Kementerian Kelautan dan Perikanan (KKP) tengah meningkatkan program produksi pakan ikan mandiri untuk mendukung perkembangan budidaya perikanan yang lebih efisien. Secara spesifik, produksi pakan mandiri ini akan difokuskan pada penggunaan bahan baku lokal dan manajemen porduksi yang sesuai dengan standar dan bersertifikat.

“Pakan ikan sebagai salah satu komponen terpenting dalam kegiatan usaha budidaya ikan, dalam rangka mendukung pencapaian target produksi perikanan budidaya. Pasalnya pakan ikan menjadi faktor dominan keberhasilan perikanan budidaya. Sementara biaya pakan ikan dalam kegiatan budidaya adalah 60%-70%,” ungkap Direktur Jenderal Perikanan Budi Daya, Tb Haeru Rahayu, dalam Siaran Pers KKP (24/10).

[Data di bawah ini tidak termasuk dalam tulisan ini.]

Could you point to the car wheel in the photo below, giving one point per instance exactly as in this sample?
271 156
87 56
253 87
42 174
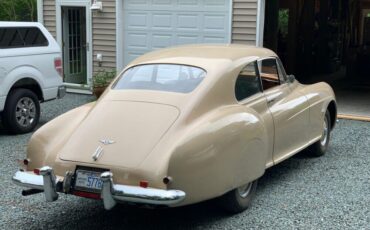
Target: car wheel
240 198
22 111
321 146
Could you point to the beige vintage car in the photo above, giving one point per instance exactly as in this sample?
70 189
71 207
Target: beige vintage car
179 126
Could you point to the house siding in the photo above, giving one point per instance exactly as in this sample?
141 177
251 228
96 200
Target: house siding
49 17
104 36
244 22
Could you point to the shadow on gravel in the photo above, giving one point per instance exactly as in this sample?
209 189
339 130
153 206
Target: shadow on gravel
93 216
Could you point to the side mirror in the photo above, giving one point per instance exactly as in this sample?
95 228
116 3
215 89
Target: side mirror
291 78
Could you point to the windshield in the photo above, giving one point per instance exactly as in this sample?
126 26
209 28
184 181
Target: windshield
161 77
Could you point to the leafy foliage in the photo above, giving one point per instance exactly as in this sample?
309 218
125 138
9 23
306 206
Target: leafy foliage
103 78
18 10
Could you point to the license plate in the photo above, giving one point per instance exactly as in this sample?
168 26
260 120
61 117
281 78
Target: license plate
88 181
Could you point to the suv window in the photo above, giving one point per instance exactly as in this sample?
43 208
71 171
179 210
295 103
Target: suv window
19 37
161 77
269 73
248 82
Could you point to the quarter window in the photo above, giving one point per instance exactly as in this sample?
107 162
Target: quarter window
269 73
19 37
248 82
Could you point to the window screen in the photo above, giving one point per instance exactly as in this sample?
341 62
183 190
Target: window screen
19 37
161 77
248 82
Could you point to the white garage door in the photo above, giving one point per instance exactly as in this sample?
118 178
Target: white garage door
155 24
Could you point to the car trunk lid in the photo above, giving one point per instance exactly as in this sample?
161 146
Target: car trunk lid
119 133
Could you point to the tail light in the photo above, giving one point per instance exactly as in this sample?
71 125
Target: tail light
36 171
144 184
58 66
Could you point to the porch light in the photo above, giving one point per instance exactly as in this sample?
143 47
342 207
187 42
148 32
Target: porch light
97 6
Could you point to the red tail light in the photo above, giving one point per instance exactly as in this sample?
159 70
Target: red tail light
58 66
36 171
144 184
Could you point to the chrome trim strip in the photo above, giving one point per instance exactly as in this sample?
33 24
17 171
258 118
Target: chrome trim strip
112 193
28 180
97 153
106 193
49 183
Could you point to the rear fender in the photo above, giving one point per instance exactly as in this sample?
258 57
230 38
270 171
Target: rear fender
227 149
46 142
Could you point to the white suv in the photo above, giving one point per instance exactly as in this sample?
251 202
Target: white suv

Dirjen Tebe menjelaskan bahwa pemerintah Indonesia, melalui KKP, memiliki dua strategi dalam pengembangan produksi pakan ikan. Strategi jangka menengah (2021-2024) berfokus pada penggunaan bahan baku lokal dan manajemen pakan yang efisien. Sedangkan strategi jangka panjang (2025-2045) berfokus pada penggunaan bahan baku lokal berbasis nabati, yang sesuai dengan kebutuhan nutrisi yang spesifik untuk setiap komoditas. Tujuan jangka panjang hingga 2045 adalah menghasilkan pakan ikan nabati yang ramah lingkungan. Pemerintah juga telah menetapkan target produksi perikanan budidaya nasional pada 2024 sebesar 22,65 juta ton. Sekitar 45,56% di antaranya akan berasal dari produksi ikan dan udang yang memerlukan sekitar 13,37 juta ton pakan. 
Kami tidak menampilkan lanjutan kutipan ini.